Editorial
7 Juin 2008
Ce sont les principaux freins au développement du commerce électronique au Maroc. Ce constat a sanctionné le premier séminaire sur le e-commerce qui s'est tenu, jeudi 22 mai à Casablanca. Il s'agit, en effet, d'une rencontre concentrée sur l'évaluation du développement du commerce électronique au Maroc, de sa situation actuelle mais aussi de se pencher sur les diverses entraves qui freinent le développement de ce mode de commerce.
Objectif: offrir au e-commerce une place de choix dans les transactions commerciales. Cet évènement a été marqué par la participation du ministère de l'Industrie et du Commerce, le directeur des Opérations monétaires et des Changes de Bank Al-Maghrib et d'autres acteurs publics et privés opérant dans le domaine de la télécommunication et du commerce électronique, notamment l'Agence nationale de réglementation des télécommunications (ANRT). Le représentant du ministère du Commerce a précisé que le Maroc occupe la première place dans le domaine du commerce électronique au niveau africain.
Une situation encourageante, certes, mais qui nécessite plus de développement. Ce positionnement est en relation avec la libéralisation du secteur de la téléphonie mobile, qui a atteint 67% au 1er trimestre 2008. Pour sa part, le segment de la téléphonie fixe a enregistré plus de 2700 abonnés. Pour encourager le e-commerce, le ministère de l'Industrie, du Commerce et des Nouvelles technologies a mis en place une stratégie de sécurité des systèmes d'information à travers un plan d'action prioritaire à court terme pour la période 2008-2009.
L'intervention de Bank Al-Maghrib n'a pas été non plus moins importante.

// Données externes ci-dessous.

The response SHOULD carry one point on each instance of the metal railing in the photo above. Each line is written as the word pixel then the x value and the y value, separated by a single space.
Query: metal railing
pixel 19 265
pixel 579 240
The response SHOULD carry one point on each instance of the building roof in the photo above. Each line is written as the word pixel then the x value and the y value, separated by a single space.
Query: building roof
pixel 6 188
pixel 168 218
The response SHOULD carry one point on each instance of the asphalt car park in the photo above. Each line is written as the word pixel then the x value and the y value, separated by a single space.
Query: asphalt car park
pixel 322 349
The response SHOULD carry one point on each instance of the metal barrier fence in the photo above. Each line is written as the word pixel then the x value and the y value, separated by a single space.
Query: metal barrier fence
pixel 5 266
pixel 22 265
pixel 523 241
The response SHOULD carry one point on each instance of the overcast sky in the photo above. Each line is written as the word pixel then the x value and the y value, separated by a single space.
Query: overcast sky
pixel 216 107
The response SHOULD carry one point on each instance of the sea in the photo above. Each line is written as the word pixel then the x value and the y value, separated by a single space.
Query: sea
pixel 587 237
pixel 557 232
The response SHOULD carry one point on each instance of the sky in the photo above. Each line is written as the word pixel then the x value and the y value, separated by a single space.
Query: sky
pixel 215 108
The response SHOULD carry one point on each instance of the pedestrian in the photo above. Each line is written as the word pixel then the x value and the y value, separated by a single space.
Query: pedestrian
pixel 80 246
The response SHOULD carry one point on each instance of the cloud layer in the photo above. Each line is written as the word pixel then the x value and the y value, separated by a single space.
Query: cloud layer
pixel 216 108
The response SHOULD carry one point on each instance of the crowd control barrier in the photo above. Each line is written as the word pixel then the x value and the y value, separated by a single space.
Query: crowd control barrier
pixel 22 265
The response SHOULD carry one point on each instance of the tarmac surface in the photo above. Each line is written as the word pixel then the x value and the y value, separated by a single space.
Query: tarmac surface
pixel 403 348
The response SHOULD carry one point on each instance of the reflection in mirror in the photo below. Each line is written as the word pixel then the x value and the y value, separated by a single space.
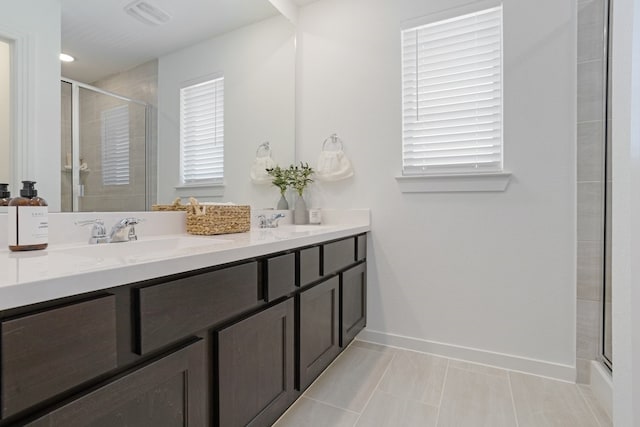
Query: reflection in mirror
pixel 249 43
pixel 5 112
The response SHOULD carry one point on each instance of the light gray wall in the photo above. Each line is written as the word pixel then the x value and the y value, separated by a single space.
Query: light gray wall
pixel 590 175
pixel 493 273
pixel 626 212
pixel 257 62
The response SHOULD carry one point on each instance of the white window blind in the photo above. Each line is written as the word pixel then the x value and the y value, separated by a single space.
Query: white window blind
pixel 452 95
pixel 202 132
pixel 115 146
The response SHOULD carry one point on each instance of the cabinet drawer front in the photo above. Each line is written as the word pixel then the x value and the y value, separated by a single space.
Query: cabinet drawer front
pixel 169 391
pixel 46 353
pixel 338 255
pixel 353 302
pixel 171 311
pixel 281 276
pixel 256 367
pixel 309 265
pixel 319 332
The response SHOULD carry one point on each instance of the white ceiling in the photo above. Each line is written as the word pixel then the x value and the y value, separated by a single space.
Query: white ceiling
pixel 104 39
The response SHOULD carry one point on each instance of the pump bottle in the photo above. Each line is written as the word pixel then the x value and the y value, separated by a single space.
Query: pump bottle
pixel 28 220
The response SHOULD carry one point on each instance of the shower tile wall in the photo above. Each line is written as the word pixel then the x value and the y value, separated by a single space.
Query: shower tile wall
pixel 590 170
pixel 139 83
pixel 65 140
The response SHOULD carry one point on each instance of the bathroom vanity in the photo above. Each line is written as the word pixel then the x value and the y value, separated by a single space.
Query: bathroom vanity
pixel 232 340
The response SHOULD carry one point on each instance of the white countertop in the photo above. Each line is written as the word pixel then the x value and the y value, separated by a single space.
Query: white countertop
pixel 70 269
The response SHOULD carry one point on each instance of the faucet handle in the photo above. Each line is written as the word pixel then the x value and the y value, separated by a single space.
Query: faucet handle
pixel 98 231
pixel 131 221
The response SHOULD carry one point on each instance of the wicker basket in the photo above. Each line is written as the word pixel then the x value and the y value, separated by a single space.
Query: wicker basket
pixel 218 219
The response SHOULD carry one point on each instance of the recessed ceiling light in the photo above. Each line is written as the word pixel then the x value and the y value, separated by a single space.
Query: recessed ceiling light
pixel 66 58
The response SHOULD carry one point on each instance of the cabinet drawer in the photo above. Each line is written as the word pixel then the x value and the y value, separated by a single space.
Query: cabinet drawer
pixel 173 310
pixel 338 255
pixel 309 265
pixel 281 275
pixel 170 391
pixel 46 353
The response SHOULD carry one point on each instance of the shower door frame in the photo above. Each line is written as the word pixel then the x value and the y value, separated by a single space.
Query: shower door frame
pixel 76 189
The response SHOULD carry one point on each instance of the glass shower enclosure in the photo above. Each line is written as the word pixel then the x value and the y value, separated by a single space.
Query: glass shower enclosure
pixel 104 150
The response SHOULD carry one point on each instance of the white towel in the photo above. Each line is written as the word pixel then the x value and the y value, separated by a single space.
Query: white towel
pixel 333 165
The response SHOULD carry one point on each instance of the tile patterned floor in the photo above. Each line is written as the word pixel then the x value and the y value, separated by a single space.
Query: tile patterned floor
pixel 372 385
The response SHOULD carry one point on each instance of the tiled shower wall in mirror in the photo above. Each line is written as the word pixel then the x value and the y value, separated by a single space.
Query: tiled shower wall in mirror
pixel 138 83
pixel 590 170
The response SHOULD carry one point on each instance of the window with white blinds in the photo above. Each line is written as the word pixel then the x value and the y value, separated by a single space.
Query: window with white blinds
pixel 452 95
pixel 202 132
pixel 115 146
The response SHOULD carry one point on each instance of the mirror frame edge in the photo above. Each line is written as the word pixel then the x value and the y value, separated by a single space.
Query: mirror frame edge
pixel 22 116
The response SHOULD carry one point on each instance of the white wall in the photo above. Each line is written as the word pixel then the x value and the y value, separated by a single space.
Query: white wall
pixel 37 23
pixel 494 272
pixel 626 213
pixel 258 66
pixel 5 93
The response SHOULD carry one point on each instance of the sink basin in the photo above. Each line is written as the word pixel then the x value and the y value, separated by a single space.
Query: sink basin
pixel 143 249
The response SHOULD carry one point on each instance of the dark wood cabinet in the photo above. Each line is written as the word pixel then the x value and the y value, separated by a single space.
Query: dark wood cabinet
pixel 256 367
pixel 280 272
pixel 338 255
pixel 353 303
pixel 172 310
pixel 225 346
pixel 49 352
pixel 309 266
pixel 167 392
pixel 319 330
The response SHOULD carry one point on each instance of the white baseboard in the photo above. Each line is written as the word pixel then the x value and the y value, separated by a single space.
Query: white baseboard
pixel 602 386
pixel 499 360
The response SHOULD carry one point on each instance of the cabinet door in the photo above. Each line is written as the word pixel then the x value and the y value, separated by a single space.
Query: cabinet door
pixel 170 311
pixel 51 351
pixel 167 392
pixel 319 334
pixel 353 300
pixel 256 367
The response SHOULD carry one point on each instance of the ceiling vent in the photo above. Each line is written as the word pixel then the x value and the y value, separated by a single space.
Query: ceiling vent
pixel 147 13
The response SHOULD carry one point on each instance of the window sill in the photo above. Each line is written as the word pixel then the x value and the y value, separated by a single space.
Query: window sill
pixel 200 190
pixel 454 183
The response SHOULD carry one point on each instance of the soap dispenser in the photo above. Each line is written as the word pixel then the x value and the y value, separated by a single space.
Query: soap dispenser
pixel 5 196
pixel 28 220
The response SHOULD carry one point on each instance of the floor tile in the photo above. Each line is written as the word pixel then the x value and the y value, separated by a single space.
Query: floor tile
pixel 542 402
pixel 479 369
pixel 472 399
pixel 415 376
pixel 387 410
pixel 373 346
pixel 601 414
pixel 310 413
pixel 350 380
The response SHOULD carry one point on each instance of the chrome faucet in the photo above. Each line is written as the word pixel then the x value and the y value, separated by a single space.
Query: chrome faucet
pixel 124 230
pixel 271 222
pixel 98 231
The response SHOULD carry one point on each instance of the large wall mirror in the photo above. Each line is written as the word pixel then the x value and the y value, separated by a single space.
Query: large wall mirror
pixel 131 58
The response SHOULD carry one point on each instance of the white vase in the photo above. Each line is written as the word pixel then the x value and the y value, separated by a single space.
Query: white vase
pixel 300 214
pixel 282 203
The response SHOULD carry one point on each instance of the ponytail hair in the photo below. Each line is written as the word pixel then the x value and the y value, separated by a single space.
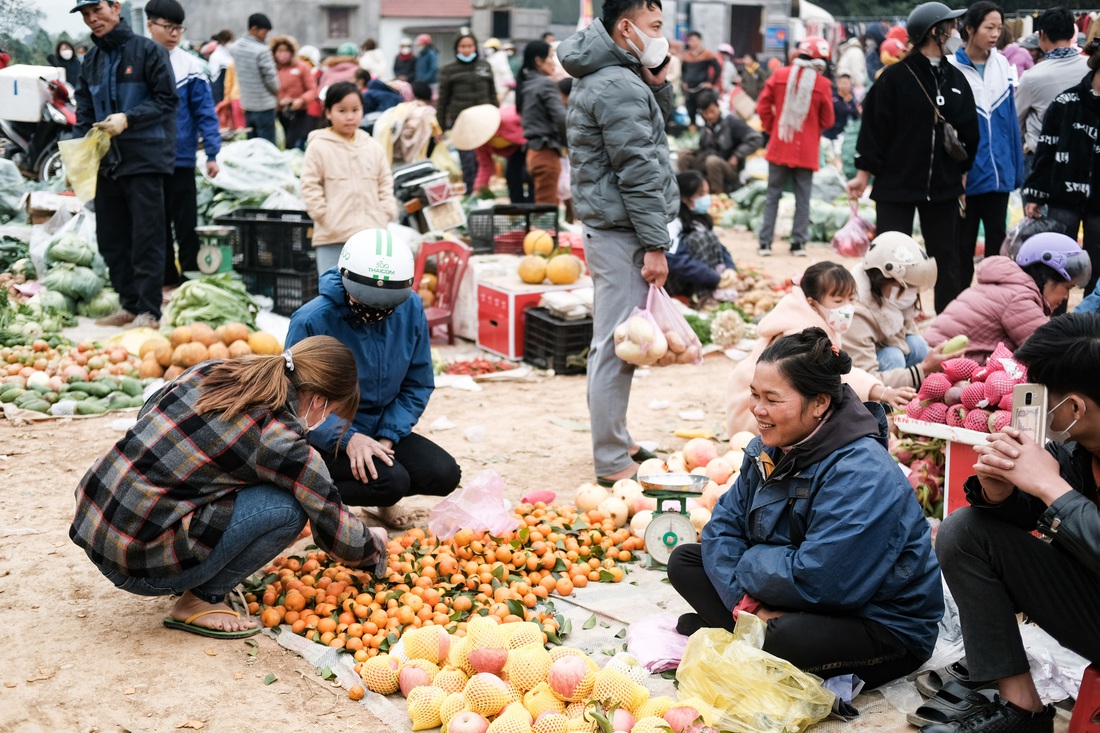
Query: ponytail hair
pixel 319 364
pixel 810 363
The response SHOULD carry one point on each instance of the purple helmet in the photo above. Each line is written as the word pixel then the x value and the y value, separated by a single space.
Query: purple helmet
pixel 1058 252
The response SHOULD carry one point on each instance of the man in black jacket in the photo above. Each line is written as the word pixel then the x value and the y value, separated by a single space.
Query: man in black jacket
pixel 127 88
pixel 724 143
pixel 901 143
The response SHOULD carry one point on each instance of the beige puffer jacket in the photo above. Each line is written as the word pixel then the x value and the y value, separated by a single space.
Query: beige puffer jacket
pixel 347 186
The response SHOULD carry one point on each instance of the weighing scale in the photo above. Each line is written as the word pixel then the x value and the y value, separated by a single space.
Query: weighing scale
pixel 668 529
pixel 216 250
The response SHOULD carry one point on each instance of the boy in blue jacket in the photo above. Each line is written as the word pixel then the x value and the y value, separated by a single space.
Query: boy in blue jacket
pixel 195 115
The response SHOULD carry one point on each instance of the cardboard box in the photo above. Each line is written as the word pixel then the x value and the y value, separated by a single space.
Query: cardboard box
pixel 502 306
pixel 23 93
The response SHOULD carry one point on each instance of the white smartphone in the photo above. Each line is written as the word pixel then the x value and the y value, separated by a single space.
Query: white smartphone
pixel 1029 411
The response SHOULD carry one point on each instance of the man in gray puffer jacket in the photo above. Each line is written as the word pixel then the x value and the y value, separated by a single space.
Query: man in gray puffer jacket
pixel 625 195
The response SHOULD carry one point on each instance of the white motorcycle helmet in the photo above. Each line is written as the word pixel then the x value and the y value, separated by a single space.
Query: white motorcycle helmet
pixel 376 269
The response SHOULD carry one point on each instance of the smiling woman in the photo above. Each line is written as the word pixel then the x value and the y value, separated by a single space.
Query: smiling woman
pixel 821 535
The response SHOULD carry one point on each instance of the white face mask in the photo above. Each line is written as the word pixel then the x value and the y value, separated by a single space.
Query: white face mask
pixel 1058 436
pixel 655 50
pixel 839 319
pixel 903 299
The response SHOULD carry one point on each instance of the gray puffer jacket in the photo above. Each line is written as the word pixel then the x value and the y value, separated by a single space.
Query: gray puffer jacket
pixel 617 149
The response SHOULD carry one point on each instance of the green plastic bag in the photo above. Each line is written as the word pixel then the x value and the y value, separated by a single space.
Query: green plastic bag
pixel 81 156
pixel 746 689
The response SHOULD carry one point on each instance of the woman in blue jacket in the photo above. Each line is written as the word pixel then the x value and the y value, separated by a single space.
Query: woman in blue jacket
pixel 821 536
pixel 999 166
pixel 365 304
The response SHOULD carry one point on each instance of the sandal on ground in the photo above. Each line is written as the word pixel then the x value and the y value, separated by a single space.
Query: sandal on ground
pixel 928 682
pixel 952 702
pixel 212 633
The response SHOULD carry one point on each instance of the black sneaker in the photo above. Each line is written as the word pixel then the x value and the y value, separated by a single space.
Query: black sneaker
pixel 999 717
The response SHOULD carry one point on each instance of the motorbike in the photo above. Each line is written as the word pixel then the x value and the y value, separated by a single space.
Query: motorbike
pixel 33 145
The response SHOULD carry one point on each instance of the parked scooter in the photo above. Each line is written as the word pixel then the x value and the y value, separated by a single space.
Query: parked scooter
pixel 33 145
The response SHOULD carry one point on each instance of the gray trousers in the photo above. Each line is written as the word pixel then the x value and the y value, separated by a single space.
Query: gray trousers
pixel 778 176
pixel 994 570
pixel 615 261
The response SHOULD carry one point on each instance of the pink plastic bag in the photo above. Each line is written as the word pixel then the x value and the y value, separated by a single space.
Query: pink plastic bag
pixel 657 335
pixel 854 238
pixel 477 505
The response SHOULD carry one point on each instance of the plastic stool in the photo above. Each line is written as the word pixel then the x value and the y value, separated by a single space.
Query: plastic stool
pixel 1086 717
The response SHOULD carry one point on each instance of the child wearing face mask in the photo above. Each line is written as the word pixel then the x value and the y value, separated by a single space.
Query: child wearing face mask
pixel 700 266
pixel 825 298
pixel 883 338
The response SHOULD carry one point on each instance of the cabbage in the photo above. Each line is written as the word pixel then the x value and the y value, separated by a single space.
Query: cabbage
pixel 74 281
pixel 100 306
pixel 47 298
pixel 69 247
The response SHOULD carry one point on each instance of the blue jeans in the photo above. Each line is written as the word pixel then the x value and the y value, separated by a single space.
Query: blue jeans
pixel 265 521
pixel 328 255
pixel 262 123
pixel 892 357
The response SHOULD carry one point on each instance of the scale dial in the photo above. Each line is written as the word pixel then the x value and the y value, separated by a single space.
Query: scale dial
pixel 664 533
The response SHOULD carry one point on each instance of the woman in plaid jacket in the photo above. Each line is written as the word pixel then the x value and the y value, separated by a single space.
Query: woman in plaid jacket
pixel 217 478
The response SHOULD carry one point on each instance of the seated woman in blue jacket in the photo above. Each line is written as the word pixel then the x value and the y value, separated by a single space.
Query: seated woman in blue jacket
pixel 364 303
pixel 700 266
pixel 821 535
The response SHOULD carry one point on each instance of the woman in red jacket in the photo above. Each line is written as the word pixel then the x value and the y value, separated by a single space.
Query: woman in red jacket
pixel 794 108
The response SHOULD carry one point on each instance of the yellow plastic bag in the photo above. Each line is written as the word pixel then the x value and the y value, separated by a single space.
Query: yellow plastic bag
pixel 81 156
pixel 745 689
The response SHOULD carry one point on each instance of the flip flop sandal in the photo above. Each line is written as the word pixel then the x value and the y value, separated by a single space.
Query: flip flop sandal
pixel 952 702
pixel 212 633
pixel 930 682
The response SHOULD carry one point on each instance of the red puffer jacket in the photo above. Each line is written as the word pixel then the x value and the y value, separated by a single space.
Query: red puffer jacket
pixel 803 151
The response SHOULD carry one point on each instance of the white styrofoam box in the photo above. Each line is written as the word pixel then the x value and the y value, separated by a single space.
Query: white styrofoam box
pixel 23 93
pixel 479 267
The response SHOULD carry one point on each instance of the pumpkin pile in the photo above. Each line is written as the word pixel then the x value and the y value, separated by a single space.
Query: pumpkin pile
pixel 186 346
pixel 545 261
pixel 447 583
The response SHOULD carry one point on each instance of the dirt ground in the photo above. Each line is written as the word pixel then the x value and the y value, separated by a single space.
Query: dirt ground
pixel 83 656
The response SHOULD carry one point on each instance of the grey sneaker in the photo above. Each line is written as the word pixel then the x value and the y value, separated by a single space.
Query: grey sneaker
pixel 145 320
pixel 120 317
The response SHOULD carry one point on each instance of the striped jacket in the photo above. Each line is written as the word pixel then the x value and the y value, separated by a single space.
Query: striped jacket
pixel 160 500
pixel 256 75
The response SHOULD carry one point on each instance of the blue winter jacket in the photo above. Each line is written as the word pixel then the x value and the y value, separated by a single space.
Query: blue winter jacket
pixel 394 359
pixel 127 73
pixel 834 529
pixel 999 166
pixel 427 65
pixel 195 113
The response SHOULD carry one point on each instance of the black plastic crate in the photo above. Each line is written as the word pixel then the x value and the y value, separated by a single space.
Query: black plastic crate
pixel 552 342
pixel 288 288
pixel 272 238
pixel 501 229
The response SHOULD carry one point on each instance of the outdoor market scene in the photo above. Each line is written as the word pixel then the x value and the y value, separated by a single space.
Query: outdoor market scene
pixel 570 367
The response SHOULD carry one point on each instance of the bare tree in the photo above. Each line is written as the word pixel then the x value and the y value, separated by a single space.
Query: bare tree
pixel 19 18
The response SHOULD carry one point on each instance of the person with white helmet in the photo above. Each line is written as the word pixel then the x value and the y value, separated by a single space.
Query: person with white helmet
pixel 883 339
pixel 1012 298
pixel 365 303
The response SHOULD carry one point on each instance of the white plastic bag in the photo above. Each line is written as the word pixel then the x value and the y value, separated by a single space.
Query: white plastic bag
pixel 479 505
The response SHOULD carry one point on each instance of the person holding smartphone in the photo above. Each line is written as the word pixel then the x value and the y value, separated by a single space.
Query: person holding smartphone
pixel 993 565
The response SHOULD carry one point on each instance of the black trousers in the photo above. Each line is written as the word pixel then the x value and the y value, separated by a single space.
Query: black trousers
pixel 939 226
pixel 996 570
pixel 1090 240
pixel 991 211
pixel 182 217
pixel 823 645
pixel 420 467
pixel 130 226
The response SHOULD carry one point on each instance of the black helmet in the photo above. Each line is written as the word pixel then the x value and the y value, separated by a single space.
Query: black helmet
pixel 926 15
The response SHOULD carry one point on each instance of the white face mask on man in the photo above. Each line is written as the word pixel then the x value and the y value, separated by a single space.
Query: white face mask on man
pixel 652 52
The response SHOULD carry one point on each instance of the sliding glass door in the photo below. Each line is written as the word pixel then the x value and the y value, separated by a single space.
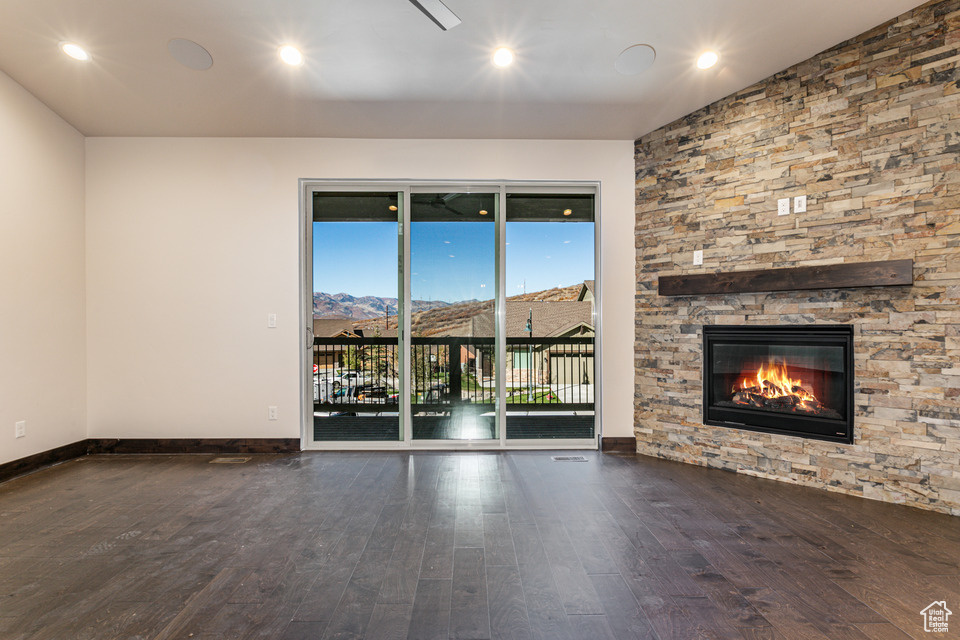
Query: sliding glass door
pixel 550 316
pixel 447 315
pixel 452 289
pixel 355 309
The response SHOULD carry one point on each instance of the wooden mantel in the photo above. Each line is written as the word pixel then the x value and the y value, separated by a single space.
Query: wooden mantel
pixel 829 276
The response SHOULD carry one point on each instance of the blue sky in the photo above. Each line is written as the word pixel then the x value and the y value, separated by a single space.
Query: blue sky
pixel 450 261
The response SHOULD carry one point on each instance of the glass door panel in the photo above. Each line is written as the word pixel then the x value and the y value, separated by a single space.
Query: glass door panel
pixel 356 360
pixel 452 291
pixel 550 369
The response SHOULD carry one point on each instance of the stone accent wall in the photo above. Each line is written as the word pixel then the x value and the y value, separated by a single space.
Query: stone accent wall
pixel 870 132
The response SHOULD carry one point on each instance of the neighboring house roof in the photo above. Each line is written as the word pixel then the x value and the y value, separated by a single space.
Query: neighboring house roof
pixel 549 318
pixel 335 327
pixel 586 291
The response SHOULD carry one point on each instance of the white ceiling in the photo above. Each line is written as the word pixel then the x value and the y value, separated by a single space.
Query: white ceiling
pixel 381 69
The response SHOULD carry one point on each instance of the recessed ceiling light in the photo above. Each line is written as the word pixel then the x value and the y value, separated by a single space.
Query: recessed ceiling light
pixel 503 57
pixel 75 51
pixel 291 55
pixel 707 59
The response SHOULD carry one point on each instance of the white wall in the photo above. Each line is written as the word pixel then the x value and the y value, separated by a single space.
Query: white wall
pixel 42 336
pixel 192 242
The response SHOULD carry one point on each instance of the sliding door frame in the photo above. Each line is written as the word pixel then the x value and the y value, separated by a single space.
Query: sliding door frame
pixel 308 187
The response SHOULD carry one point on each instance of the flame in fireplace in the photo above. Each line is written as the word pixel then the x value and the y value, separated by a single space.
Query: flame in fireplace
pixel 774 381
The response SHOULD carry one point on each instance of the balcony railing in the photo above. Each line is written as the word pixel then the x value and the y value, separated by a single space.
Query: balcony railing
pixel 540 374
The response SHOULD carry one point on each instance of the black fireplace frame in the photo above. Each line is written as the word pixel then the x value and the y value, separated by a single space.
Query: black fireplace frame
pixel 771 422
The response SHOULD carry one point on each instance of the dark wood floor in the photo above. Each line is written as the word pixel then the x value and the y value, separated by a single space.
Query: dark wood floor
pixel 470 545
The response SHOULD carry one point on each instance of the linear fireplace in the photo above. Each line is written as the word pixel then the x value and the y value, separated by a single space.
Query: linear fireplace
pixel 780 379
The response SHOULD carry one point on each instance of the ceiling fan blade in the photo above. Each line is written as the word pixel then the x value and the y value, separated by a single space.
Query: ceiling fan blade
pixel 438 12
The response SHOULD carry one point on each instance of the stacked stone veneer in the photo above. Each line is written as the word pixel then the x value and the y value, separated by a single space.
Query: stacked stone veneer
pixel 870 132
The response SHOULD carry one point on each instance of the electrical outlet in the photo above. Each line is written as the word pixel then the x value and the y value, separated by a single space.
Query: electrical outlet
pixel 783 207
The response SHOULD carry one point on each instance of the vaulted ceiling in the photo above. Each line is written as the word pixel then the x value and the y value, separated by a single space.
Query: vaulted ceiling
pixel 382 69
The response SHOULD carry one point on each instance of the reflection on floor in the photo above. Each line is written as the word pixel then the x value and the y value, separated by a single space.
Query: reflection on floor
pixel 462 422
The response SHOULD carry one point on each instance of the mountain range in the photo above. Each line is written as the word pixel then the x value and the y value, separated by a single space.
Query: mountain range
pixel 343 305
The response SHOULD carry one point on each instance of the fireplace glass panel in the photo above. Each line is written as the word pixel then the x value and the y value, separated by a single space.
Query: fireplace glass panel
pixel 796 381
pixel 802 380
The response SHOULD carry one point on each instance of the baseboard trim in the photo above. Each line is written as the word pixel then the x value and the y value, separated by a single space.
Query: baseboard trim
pixel 619 445
pixel 193 445
pixel 23 466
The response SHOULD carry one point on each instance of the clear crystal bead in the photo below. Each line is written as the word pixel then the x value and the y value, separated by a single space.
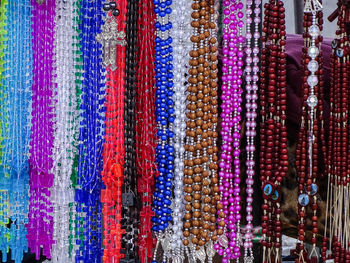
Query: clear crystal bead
pixel 313 51
pixel 312 66
pixel 314 31
pixel 312 80
pixel 312 101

Le gendarme des banques joue un rôle fondamental de manière incontournable au contrôle des systèmes de paiement en ligne. Dans ce cadre, le conseil national des systèmes de paiement a été créé. Dispositif à même de faciliter la supervision des paiements électroniques.
Cet organe veille à la coordination entre les différents acteurs afin de collaborer à la stabilité du marché financier. Il faut préciser que la mission principale de la Banque centrale consiste à garantir la sécurité des moyens de paiements, à travers une surveillance pratique, basée sur un mécanisme d'autoprotection, afin de faire face aux risques de défaillance.
Pour cela, des réformes ont été mises en place afin de donner une nouvelle définition au commerce électronique, avec la consolidation du régime répressif de lutte contre la fraude. Des efforts qui visent en premier lieu la consolidation de la confiance dans le commerce électronique. De son côté, l'ANRT a mis en avant la situation actuelle du e-commerce au Maroc.
Une participation modeste dans le PIB atteignant à peine 10%. Dans ce contexte, 8.4% des entreprises marocaines opèrent des actions d'échanges en ligne, ce qui reste insuffisant, selon l'ANRT.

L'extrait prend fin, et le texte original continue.